How the Scoring Works

  1. Agent Factory: The agent_factory function creates a Pydantic AI agent using the model from completion_params (provider is optional)
  2. LLM Judge: A separate Pydantic AI agent (comparison_agent) is created to evaluate responses using a structured prompt
  3. Structured Output: The judge uses a Pydantic Response model to ensure consistent scoring format with both a score (0.0-1.0) and reasoning
  4. Error Handling: The code checks for missing or empty assistant messages and assigns a score of 0.0
  5. Comparison: The judge compares the agent’s response against the ground truth and returns a structured evaluation
  6. Retry Logic: Uses output_retries=5 to ensure reliable structured output from the judge
This approach provides both automated scoring and human-readable explanations for why each response was scored the way it was.

Creating a Leaderboard

Now that we have a scoring function, we can create a leaderboard.

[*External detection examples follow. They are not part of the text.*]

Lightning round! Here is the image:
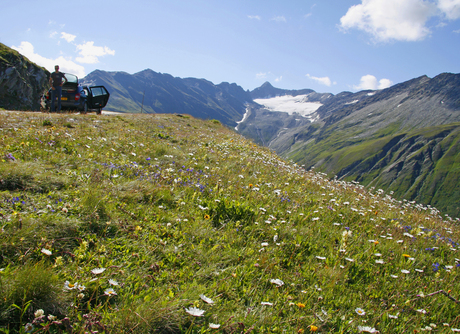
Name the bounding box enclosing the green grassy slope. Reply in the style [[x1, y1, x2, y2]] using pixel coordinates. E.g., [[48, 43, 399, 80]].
[[285, 123, 460, 217], [0, 112, 460, 333]]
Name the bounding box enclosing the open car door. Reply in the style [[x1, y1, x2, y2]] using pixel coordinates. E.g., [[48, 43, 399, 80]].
[[88, 86, 110, 114]]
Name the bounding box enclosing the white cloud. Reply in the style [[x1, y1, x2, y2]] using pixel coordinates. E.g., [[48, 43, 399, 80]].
[[340, 0, 436, 42], [271, 16, 286, 22], [353, 74, 393, 90], [61, 32, 77, 43], [76, 42, 115, 64], [12, 42, 85, 78], [306, 74, 335, 87], [256, 72, 268, 79], [438, 0, 460, 20]]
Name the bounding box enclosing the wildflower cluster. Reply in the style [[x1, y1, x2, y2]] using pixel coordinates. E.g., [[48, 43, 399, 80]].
[[0, 113, 460, 333]]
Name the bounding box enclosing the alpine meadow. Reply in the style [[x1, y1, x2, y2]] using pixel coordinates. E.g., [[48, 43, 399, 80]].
[[0, 111, 460, 333]]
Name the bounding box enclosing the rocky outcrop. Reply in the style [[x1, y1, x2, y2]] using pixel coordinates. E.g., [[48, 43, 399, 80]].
[[0, 43, 50, 111]]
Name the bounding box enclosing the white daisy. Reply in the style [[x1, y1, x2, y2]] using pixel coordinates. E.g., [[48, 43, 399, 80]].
[[109, 279, 119, 286], [64, 281, 78, 290], [270, 278, 284, 286], [185, 307, 205, 317], [355, 307, 366, 315], [34, 309, 45, 318], [91, 268, 105, 275], [358, 326, 380, 333], [200, 295, 214, 304], [41, 248, 53, 256]]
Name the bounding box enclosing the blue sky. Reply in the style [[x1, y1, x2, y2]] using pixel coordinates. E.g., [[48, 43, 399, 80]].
[[0, 0, 460, 94]]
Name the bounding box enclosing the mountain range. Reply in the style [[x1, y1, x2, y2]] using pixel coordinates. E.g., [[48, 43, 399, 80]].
[[81, 69, 252, 126], [0, 44, 460, 216]]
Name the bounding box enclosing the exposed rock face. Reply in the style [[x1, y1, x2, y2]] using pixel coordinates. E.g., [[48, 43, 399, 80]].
[[80, 69, 252, 127], [0, 43, 50, 110]]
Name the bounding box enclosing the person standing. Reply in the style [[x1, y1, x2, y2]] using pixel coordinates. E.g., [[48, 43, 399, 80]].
[[50, 65, 67, 112]]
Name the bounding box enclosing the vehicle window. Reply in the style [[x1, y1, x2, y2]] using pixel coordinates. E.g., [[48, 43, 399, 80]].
[[91, 87, 105, 96], [64, 73, 78, 83]]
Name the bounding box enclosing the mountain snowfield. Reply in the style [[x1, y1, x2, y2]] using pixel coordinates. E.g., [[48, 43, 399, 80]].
[[254, 95, 322, 121]]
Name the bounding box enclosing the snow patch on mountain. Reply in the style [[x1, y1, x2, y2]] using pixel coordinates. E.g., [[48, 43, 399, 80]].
[[254, 95, 322, 118]]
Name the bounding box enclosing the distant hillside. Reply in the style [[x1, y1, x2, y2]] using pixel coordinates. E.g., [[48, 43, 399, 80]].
[[82, 69, 252, 127], [0, 45, 460, 216], [239, 73, 460, 216], [0, 111, 460, 334]]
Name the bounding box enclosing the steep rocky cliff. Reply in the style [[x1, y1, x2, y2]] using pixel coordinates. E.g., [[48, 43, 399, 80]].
[[0, 43, 50, 110]]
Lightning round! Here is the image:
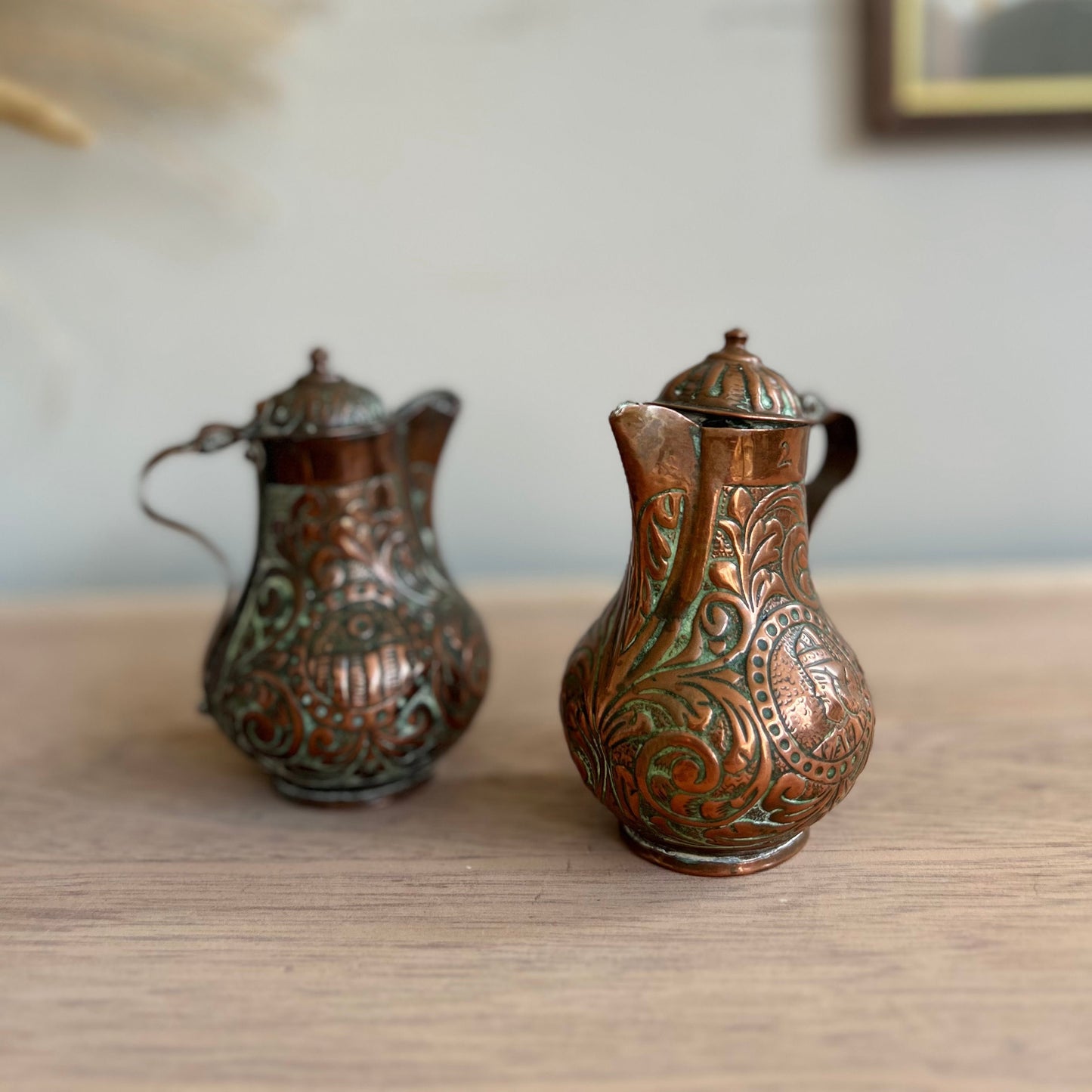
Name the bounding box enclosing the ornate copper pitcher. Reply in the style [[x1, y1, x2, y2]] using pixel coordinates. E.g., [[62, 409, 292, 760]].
[[561, 329, 874, 876], [142, 349, 489, 803]]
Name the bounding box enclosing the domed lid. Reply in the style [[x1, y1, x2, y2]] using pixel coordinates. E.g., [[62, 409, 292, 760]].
[[248, 348, 388, 440], [656, 329, 815, 425]]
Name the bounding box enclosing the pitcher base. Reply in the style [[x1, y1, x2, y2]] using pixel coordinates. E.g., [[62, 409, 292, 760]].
[[272, 770, 432, 807], [618, 824, 809, 876]]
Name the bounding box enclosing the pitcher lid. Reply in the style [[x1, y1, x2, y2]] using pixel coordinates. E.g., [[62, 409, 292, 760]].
[[250, 348, 388, 440], [656, 326, 815, 425]]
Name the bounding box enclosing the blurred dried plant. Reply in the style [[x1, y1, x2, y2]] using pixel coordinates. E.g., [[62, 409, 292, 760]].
[[0, 0, 307, 147]]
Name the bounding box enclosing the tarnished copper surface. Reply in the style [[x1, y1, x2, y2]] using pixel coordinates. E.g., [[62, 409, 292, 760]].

Step 1: Add Multiple Models

To compare different models, modify the completion_params in your @evaluation_test decorator to include multiple models. Set num_runs=3 to generate multiple samples per row, providing more robust evaluation results by running each test case 3 times:
@evaluation_test decorator changes
@evaluation_test(
    input_rows=[collect_dataset()],
    completion_params=[
        {
            "model": "accounts/fireworks/models/kimi-k2-instruct",
            "provider": "fireworks",  # Optional
        },
        { 
            "model": "gpt-5", 
            # provider defaults to "openai" #
        }, 
        { 
            "model": "accounts/fireworks/models/kimi-k2-instruct-0905", 
            "provider": "fireworks", 
        }, 
        { 
            "model": "accounts/fireworks/models/qwen3-235b-a22b-instruct-2507", 
            "provider": "fireworks", 
        }, 
        { 
            "model": "accounts/fireworks/models/deepseek-v3p1", 
            "provider": "fireworks", 
        }, 
        { 
            "model": "accounts/fireworks/models/gpt-oss-120b", 
            "provider": "fireworks", 
        }, 
        { 
            "model": "accounts/fireworks/models/gpt-oss-20b", 
            "provider": "fireworks", 
        }, 
    ],
    num_runs=3, 
    rollout_processor=PydanticAgentRolloutProcessor(agent_factory),
)

Step 2: Run the Evaluation

Execute your evaluation test to generate results across all models:
pytest tests/chinook/pydantic/test_pydantic_complex_queries.py -v

Step 3: View Results in Pivot View

After running the evaluation, you can analyze the results using the Pivot View. The pivot view allows you to:
  • Compare model performance across different metrics
  • Create visualizations and charts
  • Export results as images or CSV files
  • Filter and aggregate data by various dimensions
Pivot Table: avg of $.evaluation_result.score

Example leaderboard showing model performance comparison in the Pivot View.

The leaderboard shows that kimi-k2-instruct-0905 and kimi-k2-instruct models perform best on the complex queries evaluation, significantly outperforming other models in the comparison.